In a report released on March 7 by Retail Industry Leaders Association (RILA), sustainability will be a large component of focus among the business practices of major retailers over the next two years.
According to RILA’s vice president of sustainability and retail operations, Adam Siegel, “All of the trends are upward. Everyone is projecting that they’re going to be working on far more in the next few years than they are today.”
97% of survey respondents reported that they were “already working on waste and recycling in their facilities” with 94% claiming a focus on energy usage.
This is all well and good, however, taking responsible for waste and energy usage is only a tiny portion of being a truly sustainable enterprise. Let’s push the boundaries a little more and see what respondents said about the more important aspects of sustainable business practices.

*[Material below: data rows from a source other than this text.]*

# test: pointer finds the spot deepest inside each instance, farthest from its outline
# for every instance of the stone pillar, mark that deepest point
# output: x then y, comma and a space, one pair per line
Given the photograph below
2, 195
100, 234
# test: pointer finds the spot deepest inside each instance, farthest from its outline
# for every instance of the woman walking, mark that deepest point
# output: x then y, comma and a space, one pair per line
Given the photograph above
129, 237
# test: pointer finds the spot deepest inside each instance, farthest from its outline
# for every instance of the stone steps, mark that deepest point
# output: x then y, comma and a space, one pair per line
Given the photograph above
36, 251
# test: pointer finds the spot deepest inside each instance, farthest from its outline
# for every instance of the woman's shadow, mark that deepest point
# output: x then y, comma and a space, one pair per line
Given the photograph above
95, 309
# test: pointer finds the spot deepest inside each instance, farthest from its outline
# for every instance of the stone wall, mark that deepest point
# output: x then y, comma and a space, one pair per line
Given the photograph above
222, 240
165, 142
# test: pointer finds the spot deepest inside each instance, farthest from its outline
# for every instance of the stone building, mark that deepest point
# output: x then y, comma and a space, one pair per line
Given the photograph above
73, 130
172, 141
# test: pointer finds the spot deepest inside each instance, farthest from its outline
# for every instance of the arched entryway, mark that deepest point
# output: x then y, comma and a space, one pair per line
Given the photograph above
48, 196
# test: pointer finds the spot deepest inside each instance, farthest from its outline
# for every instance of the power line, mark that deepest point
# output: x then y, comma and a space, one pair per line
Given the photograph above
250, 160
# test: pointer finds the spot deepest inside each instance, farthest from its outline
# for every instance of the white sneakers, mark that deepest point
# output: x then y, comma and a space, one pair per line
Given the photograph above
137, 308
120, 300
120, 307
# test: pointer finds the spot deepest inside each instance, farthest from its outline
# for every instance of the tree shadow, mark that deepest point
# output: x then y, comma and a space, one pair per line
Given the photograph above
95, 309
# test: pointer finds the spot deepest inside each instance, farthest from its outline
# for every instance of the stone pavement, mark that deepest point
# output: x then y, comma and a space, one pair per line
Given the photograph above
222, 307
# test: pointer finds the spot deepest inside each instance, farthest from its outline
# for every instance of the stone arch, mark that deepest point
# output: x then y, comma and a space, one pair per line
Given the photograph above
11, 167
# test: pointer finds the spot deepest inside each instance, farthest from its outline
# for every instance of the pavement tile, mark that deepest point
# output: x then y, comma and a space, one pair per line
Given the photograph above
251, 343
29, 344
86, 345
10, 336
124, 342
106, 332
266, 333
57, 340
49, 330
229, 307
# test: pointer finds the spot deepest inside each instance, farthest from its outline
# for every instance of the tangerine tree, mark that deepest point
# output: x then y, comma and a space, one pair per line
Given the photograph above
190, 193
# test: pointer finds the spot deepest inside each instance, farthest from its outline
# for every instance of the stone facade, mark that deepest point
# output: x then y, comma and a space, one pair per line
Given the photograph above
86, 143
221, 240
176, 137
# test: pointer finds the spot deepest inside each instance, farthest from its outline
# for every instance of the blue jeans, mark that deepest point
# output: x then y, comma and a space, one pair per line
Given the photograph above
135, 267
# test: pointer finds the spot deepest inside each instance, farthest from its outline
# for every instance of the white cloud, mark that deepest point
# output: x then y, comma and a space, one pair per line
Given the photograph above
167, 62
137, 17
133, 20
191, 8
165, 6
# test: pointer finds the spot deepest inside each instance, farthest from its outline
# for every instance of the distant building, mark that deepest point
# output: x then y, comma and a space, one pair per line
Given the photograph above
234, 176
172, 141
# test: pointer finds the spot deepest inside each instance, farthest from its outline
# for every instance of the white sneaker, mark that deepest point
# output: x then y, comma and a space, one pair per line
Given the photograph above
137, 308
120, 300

Issue Percentage of Respondents Addressing the Issue
End-of-life disposal of products 48%
Manufacturing Impacts 52%
Factory labor conditions 48%
When looking at the data from this perspective (with the belief that these major issues should have been at the very forefront of importance) the positivity that seems to be beaming from the report seems much less bright and promising. The environmental and human welfare implications of these large mass merchants are massive, and executives should not be rewarded or condoned for their backwards afterthought of the consequences their business practices have. If anything, this report should highlight the need to make businesses acknowledge what it truly means to be sustainable, not accepting their interpretation to be selective in what the term actually means.